No Haiti desde janeiro, o general, que comanda 7.036 militares de tropas de 18 países representando a ONU, não estava a par dos conflitos no Rio e
se surpreendeu quando a reportagem lhe relatou a morte
de 17 pessoas (um policial, três
inocentes e 13 supostos traficantes, segundo a polícia) e o
número de 58 feridos no Complexo do Alemão.
"Nossa, essa realidade...Não
sabia que estava nesse pé, é
muita coisa! São números muito altos, Nossa Senhora, é um
índice bem alto", disse.
Desde o início da missão de
Paz, em 1º de junho de 2004, 16
capacetes azuis da ONU já foram mortos por grupos armados, além de três policiais, cinco funcionários civis internacionais e três locais -27 pessoas. A Minustah não informou
o número de baixas entre rebeldes e civis no Haiti.
Organizações de direitos humanos, no entanto, afirmam
que as mortes de civis no Haiti,
em confronto com as tropas da
ONU, passam de cem.
A pergunta é de uma lógica
militar. Se fosse no Haiti, o Alemão seria uma "zona vermelha", de risco -onde se deve
andar de capacete, colete à prova de balas e veículo blindado.

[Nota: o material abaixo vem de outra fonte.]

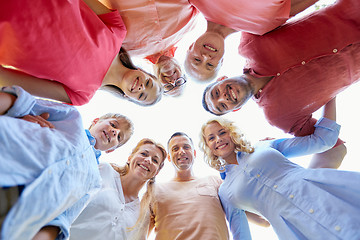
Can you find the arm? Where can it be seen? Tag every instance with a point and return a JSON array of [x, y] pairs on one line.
[[324, 137], [97, 7], [47, 233], [256, 219], [35, 86], [6, 102]]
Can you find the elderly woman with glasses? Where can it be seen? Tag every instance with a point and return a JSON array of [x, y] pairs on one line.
[[169, 72]]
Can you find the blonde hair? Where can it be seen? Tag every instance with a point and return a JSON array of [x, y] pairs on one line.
[[124, 120], [148, 196], [241, 144]]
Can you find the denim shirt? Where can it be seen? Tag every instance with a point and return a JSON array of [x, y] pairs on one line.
[[57, 166]]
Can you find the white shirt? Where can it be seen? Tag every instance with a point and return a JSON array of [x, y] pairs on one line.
[[107, 216]]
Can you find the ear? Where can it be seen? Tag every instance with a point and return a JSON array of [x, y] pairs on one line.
[[191, 47], [235, 110], [221, 78], [109, 151], [169, 158], [95, 121]]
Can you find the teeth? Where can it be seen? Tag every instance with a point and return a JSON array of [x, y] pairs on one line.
[[233, 94], [210, 48], [133, 86], [143, 167]]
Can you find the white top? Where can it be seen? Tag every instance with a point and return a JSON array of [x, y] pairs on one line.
[[107, 216]]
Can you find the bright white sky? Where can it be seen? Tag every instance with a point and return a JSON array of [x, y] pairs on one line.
[[186, 114]]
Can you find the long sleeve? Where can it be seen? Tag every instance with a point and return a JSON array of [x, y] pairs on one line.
[[324, 137], [238, 222]]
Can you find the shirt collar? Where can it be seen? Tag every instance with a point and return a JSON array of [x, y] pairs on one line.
[[92, 142]]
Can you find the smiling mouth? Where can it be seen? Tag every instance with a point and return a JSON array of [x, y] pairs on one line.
[[231, 94], [143, 167], [135, 84], [221, 146], [107, 136], [210, 48]]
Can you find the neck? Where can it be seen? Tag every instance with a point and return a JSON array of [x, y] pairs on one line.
[[131, 186], [115, 72], [184, 175], [232, 158], [219, 29], [257, 82]]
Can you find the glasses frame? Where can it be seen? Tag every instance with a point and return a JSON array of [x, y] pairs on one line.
[[175, 84]]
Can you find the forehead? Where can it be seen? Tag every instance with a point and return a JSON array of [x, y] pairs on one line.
[[212, 128], [150, 148], [179, 140]]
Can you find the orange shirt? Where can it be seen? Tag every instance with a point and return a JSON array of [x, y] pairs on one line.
[[154, 26]]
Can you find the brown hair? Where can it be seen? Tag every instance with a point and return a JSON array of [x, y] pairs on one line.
[[241, 144], [126, 61], [148, 196], [124, 120]]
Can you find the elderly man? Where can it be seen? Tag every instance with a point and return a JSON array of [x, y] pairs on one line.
[[291, 74]]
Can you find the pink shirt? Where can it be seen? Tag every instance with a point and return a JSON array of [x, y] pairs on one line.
[[312, 61], [154, 25], [181, 207], [257, 17], [64, 41]]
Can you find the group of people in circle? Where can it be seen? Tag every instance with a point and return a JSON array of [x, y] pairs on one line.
[[53, 185]]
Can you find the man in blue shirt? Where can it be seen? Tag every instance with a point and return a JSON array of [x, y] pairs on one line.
[[57, 165]]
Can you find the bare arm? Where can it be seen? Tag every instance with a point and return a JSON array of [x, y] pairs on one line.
[[35, 86], [47, 233], [6, 102], [97, 7], [330, 109]]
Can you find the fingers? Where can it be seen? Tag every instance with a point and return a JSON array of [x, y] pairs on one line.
[[41, 120]]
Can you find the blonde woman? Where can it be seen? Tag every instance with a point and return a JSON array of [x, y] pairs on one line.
[[115, 210], [299, 203]]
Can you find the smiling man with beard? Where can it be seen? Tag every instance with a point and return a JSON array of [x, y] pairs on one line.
[[188, 207]]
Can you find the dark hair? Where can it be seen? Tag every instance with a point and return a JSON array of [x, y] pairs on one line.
[[204, 100], [126, 61], [179, 134]]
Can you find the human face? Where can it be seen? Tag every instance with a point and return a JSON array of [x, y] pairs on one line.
[[145, 162], [170, 73], [219, 141], [205, 55], [109, 134], [140, 86], [228, 95], [181, 153]]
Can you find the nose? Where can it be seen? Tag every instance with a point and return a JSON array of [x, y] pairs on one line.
[[115, 131]]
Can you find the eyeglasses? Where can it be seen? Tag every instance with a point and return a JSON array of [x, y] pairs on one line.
[[178, 82]]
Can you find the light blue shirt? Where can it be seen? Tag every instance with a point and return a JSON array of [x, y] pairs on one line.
[[57, 166], [299, 203]]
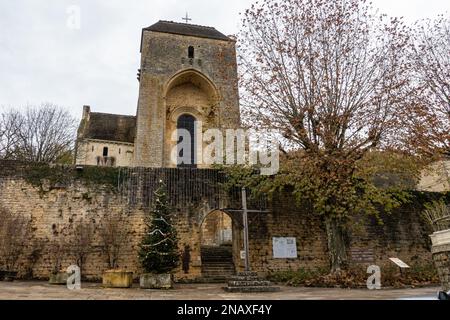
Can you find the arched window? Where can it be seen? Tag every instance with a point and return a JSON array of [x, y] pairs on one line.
[[191, 52], [186, 141]]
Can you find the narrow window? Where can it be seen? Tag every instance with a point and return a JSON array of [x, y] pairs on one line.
[[191, 52], [186, 150]]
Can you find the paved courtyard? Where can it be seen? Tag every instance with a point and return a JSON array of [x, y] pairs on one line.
[[90, 291]]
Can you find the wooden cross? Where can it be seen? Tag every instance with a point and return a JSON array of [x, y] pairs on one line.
[[245, 212], [187, 19]]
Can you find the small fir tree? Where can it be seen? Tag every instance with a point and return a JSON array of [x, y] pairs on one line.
[[159, 248]]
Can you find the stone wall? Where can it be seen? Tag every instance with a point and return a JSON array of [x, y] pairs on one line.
[[55, 208]]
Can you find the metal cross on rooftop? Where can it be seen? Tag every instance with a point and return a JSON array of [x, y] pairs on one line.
[[187, 19]]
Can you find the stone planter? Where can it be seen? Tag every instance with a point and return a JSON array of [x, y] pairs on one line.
[[59, 278], [117, 279], [156, 281], [441, 256], [8, 275]]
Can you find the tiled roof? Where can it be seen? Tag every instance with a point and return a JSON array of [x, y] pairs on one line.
[[111, 127], [187, 30]]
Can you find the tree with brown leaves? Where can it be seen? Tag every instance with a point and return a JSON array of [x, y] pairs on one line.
[[332, 77], [430, 59]]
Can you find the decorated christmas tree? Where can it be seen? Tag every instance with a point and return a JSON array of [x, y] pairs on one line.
[[159, 248]]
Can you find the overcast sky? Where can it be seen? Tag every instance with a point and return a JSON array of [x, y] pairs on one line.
[[42, 59]]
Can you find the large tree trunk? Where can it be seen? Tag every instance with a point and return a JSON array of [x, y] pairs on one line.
[[336, 244]]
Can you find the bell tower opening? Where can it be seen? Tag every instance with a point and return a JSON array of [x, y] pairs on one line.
[[186, 142]]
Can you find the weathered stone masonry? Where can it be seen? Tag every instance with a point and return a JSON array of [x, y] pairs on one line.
[[54, 209]]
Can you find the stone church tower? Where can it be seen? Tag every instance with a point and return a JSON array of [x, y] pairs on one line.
[[188, 75]]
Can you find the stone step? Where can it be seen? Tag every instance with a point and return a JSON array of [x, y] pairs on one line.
[[253, 283], [218, 269], [242, 278], [248, 274], [251, 289], [218, 273], [214, 279], [226, 266]]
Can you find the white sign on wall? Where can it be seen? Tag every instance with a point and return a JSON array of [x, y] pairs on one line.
[[284, 248]]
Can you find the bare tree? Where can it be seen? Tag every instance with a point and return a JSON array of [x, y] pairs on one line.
[[10, 123], [40, 134], [14, 232], [113, 234], [431, 60], [332, 77]]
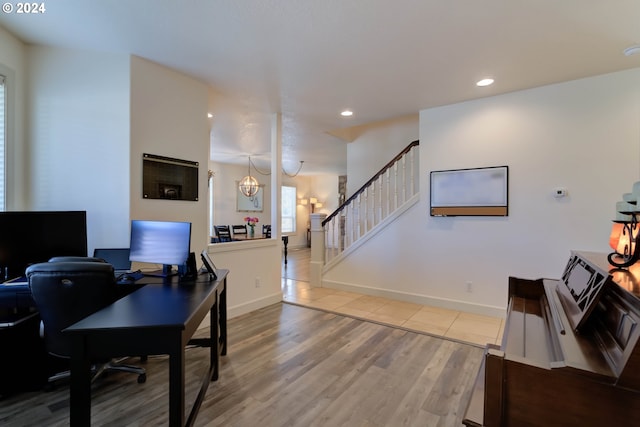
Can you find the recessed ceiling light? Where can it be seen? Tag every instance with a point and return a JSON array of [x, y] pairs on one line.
[[632, 50], [484, 82]]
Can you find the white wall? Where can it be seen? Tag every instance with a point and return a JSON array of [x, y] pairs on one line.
[[13, 64], [169, 118], [78, 110], [374, 145], [583, 135]]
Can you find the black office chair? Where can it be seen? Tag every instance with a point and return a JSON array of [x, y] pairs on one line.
[[223, 234], [240, 230], [66, 292]]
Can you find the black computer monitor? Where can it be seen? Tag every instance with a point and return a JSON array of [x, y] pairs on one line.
[[160, 242], [29, 237]]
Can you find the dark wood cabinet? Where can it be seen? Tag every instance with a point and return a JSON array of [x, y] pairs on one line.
[[569, 354]]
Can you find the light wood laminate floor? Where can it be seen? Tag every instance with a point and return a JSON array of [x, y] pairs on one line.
[[287, 366], [456, 325]]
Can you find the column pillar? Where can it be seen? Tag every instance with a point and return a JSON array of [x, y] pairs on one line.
[[317, 249]]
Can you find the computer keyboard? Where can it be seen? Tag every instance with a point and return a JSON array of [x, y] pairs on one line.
[[127, 278]]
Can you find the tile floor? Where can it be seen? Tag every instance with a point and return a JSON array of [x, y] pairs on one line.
[[461, 326]]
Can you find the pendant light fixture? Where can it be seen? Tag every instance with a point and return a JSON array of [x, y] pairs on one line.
[[248, 185]]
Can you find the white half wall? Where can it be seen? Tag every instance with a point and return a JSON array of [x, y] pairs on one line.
[[583, 135]]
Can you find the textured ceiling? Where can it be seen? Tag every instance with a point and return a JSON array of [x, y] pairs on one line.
[[309, 59]]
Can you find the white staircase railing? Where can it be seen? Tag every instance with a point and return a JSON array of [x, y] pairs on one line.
[[380, 197]]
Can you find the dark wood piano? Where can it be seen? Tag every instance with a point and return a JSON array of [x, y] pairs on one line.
[[569, 355]]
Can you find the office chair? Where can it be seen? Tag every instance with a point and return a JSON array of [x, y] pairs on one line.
[[222, 233], [66, 292], [239, 229]]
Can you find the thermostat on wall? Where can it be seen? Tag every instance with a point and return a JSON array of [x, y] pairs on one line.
[[559, 192]]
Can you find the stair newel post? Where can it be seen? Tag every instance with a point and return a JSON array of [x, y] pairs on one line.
[[317, 248]]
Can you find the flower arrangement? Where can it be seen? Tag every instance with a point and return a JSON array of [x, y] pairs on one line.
[[251, 221]]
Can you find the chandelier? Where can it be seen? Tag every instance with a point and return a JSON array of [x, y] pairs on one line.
[[248, 185]]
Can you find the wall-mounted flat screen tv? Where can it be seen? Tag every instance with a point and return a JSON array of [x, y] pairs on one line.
[[168, 178], [470, 192]]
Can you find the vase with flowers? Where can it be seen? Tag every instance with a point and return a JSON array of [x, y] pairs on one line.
[[251, 222]]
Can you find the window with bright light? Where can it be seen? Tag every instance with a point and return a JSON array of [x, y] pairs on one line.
[[288, 200], [3, 139]]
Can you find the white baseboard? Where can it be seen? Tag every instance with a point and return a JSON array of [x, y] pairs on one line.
[[250, 306], [450, 304]]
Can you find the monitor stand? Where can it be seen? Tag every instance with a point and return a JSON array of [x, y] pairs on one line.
[[165, 272]]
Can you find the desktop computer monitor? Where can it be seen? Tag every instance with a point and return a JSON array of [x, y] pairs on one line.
[[160, 242]]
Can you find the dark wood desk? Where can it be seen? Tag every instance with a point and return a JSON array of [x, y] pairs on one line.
[[159, 318]]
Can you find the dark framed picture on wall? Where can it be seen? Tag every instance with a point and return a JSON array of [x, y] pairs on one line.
[[249, 204]]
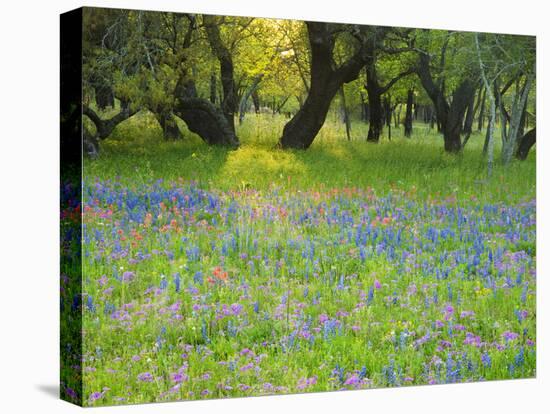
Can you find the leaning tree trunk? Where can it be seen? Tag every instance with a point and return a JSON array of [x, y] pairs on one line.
[[376, 114], [302, 129], [104, 127], [256, 101], [170, 129], [469, 119], [481, 111], [230, 101], [247, 94], [213, 88], [451, 133], [409, 113], [345, 112], [526, 142], [202, 117], [449, 117]]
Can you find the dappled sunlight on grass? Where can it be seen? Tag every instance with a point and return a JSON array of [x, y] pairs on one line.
[[137, 152]]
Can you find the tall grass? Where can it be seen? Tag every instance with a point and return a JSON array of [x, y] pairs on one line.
[[136, 152]]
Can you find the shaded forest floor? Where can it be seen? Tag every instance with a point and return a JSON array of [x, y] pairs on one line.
[[137, 152], [346, 266]]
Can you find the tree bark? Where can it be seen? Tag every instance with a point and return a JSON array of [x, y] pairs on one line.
[[213, 85], [469, 118], [449, 117], [104, 96], [247, 94], [526, 142], [409, 113], [481, 111], [302, 129], [202, 117], [222, 53], [347, 121], [170, 129]]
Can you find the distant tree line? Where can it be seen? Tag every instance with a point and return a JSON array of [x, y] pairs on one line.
[[210, 71]]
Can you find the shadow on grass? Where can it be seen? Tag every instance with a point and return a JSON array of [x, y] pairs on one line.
[[51, 390]]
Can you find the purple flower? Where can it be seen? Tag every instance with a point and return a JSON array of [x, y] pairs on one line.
[[467, 314], [236, 308], [178, 377], [128, 276], [145, 377], [96, 396], [323, 317], [510, 336], [353, 380]]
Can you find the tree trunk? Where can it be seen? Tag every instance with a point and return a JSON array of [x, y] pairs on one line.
[[449, 117], [256, 101], [170, 129], [481, 111], [376, 120], [222, 53], [104, 96], [244, 100], [518, 107], [302, 129], [526, 142], [469, 118], [409, 113], [202, 117], [213, 85], [345, 112]]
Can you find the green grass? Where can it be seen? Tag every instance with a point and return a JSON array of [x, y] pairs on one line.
[[137, 152], [302, 236]]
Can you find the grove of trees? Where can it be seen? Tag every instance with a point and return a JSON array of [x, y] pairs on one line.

Depois de três anos de missão e muitos combates, os militares da ONU já patrulham em
carros abertos Cité Soleil, a antes mais violenta favela da capital, Porto Príncipe, em carros
abertos, não mais em blindados, como no início da ação.
As estratégias dos traficantes
do Rio se sofisticam e se aproximam daquelas usadas no
Haiti, onde ex-militares integram grupos armados. O uso de
barricadas com carros, trilhos
de trem fincados nas ruas, valas e graxa para impedir o trânsito da polícia são, diz ele, "uma
evolução". "A demora faz com
que o pessoal [criminoso] crie
determinadas adaptações."
A serviço da ONU, Santos
Cruz evita analisar a ação da
polícia fluminense, que elogia
como instituição, e não quer
comentar como seria eventual
operação do Exército no Rio.
Só diz que os equipamentos
para uma operação militar nessas circunstâncias são basicamente os mesmos usados pela
PM: blindados, fuzis e helicópteros - "elemento importante"-, com imagens em tempo
real de dia ou à noite e "ponte"
para comunicações. Mas pede
medidas complementares.
Para Santos Cruz, os riscos
de "efeitos colaterais" -definição militar para mortes e feridos entre inocentes e destruição de patrimônio- em ações
como a da polícia só podem ser
evitados com forte conscientização e treinamento da tropa.
"Nisso, as regras de engajamento ajudam muito, e o treinamento é fundamental. Conscientização e treinamento -é
preciso massificar as idéias e
treinar para pôr na cabeça das
pessoas e ser cuidadoso. Porque é uma situação difícil para
o sujeito, quando a vida está em
risco. Se não tiver bem massificada, é um problema."
A Folha esteve no Haiti e
acompanhou operações das
tropas da ONU. Em março,
após dois anos e nove meses de
missão, os capacetes azuis tomaram por completo a maior
favela de Porto Príncipe, Cité
Soleil, 300 mil habitantes.
Os militares cumprem mandato de Paz da ONU e seguem
regras de engajamento rígidas,
muito mais restritas do que as
que utilizariam em uma guerra.
Esses regulamentos, criados
para tentar minimizar mortes
de civis, prevêem o uso proporcional da força (não utilizar canhões para combater fuzis) e
ainda só atirar em pessoas armadas e em alvos claramente
identificados. A tropa estava
afinada no discurso sobre cautela no uso da força.
Em comboios de até 38 blindados Urutu, com fuzis e protegidos por coletes à prova de balas, apoio de helicópteros e mapas de satélite, os soldados entram nas favelas haitianas, onde participaram de intensos tiroteios com grupos armados.
"O grande problema das áreas
urbanas são os danos colaterais. Na favela, a população é
densa, são casas pequenas, becos estreitos. As forças de segurança estão certas em serem
cuidadosas. A população do
Alemão [65.026, segundo o IBGE, 130 mil, segundo o governo
do Rio] é a de uma pequena cidade. O bandido é covarde por
natureza e tira vantagem da
presença de inocentes."
No Haiti, o procedimento padrão é, uma vez tomada uma
área, estabelecer "pontos-fortes", espécies de quartéis-generais provisórios em locais estratégicos, com predominância
militar (pontos de observação
privilegiados), de onde saem
patrulhas, para evitar a reorganização criminosa.
"É necessário estudar [o uso
de pontos-fortes em favelas do
Rio]. É uma situação bem diferente no Haiti. A tropa vai lá
com a finalidade específica. Se
tiver que ficar seis meses naquela posição, vai ficar."